Het CofI model is een op het sociaal constructivisme gebaseerd model dat leren ziet als een proces van kennis- en betekenisconstructie op basis van samen leren, interactie en dialoog (Garisson et al., 1999; Fiock, 2020). Een proces van “Inquiry” (onderzoekend leren) vormt de kern om tot kennisconstructie en hogere orde leren te komen. Reflectie en interactie zijn daarbij de kernelementen. Volgens de bedenkers van het CofI model biedt juist de online leeromgeving kansen om de kernelementen van reflectie en interactie te versterken en een krachtigere leerervaring te creëren.
Volgens het CofI model dient aan de volgende drie “presences” aandacht te worden besteed om tot een productieve CofI te komen in het onderwijs:
Social Presence: gaat over het ontwerpen, onderhouden en versterken van een veilige leeromgeving waarin vanuit vertrouwen en open communicatie wordt samen geleerd. Relevante aspecten zijn dat studenten zich vrij voelen om zich te uiten (open communicatie), groepscohesie en emotionele binding.

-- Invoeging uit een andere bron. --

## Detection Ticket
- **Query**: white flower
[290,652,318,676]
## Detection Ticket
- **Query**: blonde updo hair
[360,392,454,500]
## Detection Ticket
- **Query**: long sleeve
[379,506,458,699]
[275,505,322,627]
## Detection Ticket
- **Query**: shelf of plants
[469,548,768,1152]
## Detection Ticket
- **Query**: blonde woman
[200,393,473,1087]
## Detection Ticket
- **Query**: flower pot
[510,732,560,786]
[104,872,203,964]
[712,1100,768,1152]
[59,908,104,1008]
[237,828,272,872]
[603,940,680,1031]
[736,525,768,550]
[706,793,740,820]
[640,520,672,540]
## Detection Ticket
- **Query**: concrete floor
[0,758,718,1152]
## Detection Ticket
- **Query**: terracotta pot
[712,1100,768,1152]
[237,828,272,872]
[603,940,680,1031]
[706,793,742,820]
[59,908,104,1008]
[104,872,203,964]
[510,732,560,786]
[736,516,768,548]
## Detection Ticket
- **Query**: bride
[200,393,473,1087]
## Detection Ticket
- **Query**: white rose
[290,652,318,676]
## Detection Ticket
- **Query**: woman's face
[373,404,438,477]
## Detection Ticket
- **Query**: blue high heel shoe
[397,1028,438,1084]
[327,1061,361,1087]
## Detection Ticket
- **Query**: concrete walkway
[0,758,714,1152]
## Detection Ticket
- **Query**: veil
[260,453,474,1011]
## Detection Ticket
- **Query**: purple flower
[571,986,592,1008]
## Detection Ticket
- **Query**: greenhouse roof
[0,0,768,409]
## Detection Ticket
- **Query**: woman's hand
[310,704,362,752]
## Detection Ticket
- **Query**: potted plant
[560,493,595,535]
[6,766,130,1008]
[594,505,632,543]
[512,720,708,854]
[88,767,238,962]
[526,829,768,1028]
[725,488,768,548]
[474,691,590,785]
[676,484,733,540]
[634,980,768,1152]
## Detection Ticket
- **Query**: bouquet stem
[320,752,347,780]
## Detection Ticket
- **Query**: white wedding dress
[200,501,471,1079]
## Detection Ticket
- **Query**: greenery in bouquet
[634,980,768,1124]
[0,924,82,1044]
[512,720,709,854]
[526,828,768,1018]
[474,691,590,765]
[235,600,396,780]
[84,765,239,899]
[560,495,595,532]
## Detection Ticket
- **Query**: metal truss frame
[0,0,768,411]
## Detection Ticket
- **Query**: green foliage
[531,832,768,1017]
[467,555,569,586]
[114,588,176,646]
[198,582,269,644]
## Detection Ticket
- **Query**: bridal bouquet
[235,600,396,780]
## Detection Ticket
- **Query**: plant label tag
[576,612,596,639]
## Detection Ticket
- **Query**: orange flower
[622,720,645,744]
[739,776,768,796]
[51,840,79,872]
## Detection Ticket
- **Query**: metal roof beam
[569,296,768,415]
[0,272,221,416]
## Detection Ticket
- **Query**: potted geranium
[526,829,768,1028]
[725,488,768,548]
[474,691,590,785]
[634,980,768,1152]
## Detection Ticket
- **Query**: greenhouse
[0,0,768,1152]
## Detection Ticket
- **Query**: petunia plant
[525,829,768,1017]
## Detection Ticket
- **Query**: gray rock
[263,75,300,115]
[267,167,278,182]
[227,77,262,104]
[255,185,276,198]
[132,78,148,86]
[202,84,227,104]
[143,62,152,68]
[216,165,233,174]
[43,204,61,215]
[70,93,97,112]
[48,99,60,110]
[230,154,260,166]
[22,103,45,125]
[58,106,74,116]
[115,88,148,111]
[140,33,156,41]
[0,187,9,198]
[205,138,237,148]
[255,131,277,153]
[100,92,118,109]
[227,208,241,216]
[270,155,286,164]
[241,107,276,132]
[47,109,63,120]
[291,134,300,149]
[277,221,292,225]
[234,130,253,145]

Cognitive Presence: gaat feitelijk over het rondmaken van een leercyclus die leidt tot kennis- en betekenisconstructie gericht op het verwerven van leeruitkomsten. Binnen het CofI model gaat dat met name over “onderzoekend leren” (inquiry) en als cognitief script voor het leerproces wordt het Practical Inquiry Model gehanteerd. Belangrijk is om in het ontwerp en uitvoering van het onderwijs studenten te stimuleren deze leercyclus van Practical Inquiry volledig rond te maken en te herhalen.
Teaching Presence: Het gaat over het ontwerpen, faciliteren en richting geven aan social presence (veilige leeromgeving, groepscohesie, binding) en cognitive presence (rondmaken van de leercylcus / stimuleren van de voortgang van het inquiry proces). Feitelijk gaat het hier om je onderwijsontwerp en didactiek en waarop die gericht moet zijn. Hoe wordt het leren effectief uitgelokt, begeleid en ondersteund? Dit laatste vinden we een sterk handvat voor de praktijk.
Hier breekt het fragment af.